If the curve keeps this slope, the next cut may move the podium again.


Notas y Referencias

  1. Official and external context on Gemini Flash as an efficiency strategy (not just a 'small model'): Google Developers Blog (Gemini 3 Flash, Dec 17, 2025) developers.googleblog.com and technical launch coverage techcrunch.com.
  2. Gemini 3.1 Pro Preview (Feb 19, 2026) and its arrival in developer tooling: 9to5Google 9to5google.com and GitHub Copilot changelog github.blog.
  3. Qwen3.5 397B A17B official model card (architecture, capabilities, positioning). huggingface.co/Qwen/Qwen3.5-397B-A17B.

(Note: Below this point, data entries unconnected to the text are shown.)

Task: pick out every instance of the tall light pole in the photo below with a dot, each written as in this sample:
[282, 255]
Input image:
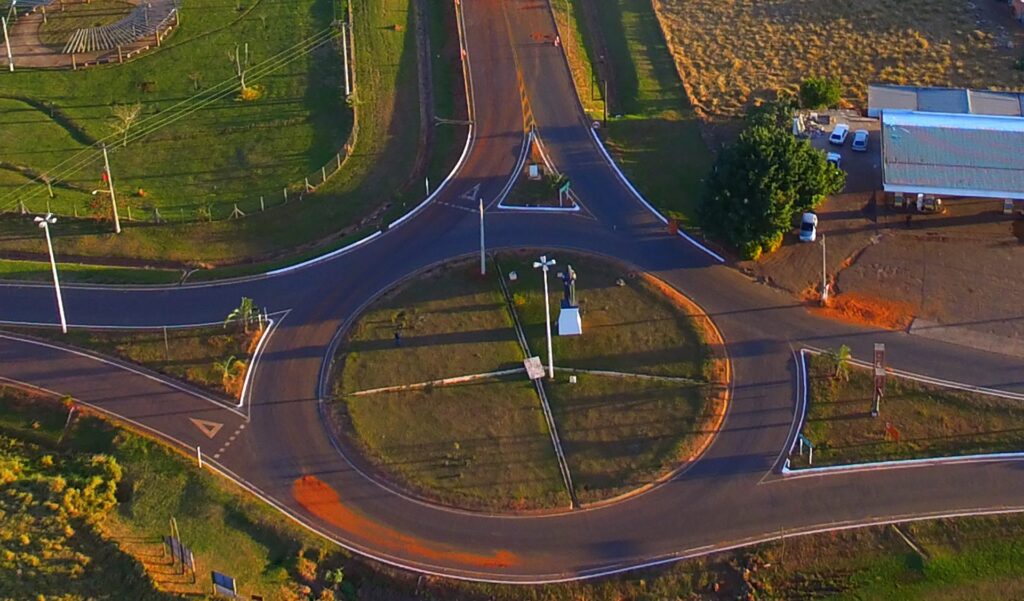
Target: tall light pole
[546, 264]
[44, 223]
[824, 273]
[110, 186]
[483, 260]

  4. Context on Qwen3.5 launch and its agentic/open-weights focus: Economic Times (Feb 16, 2026) economictimes.indiatimes.com.
  5. MedGemma: official model card (Google Developers) developers.google.com and Hugging Face card (example) huggingface.co/google/medgemma-27b-text-it.
  6. Anthropic: Claude Opus 4.6 announcement and documentation anthropic.com and product page anthropic.com/claude/opus.
  7. OpenAI: GPT-5.3-Codex launch and note about availability/API (Feb 5, 2026) openai.com.
  8. OpenAI API changelog (Jan 14, 2026): availability of gpt-5.2-codex in API and no reference to 5.3 in the public changelog. platform.openai.com.
  9. Google Gemini API changelog (public reference for catalog/dates): ai.google.dev.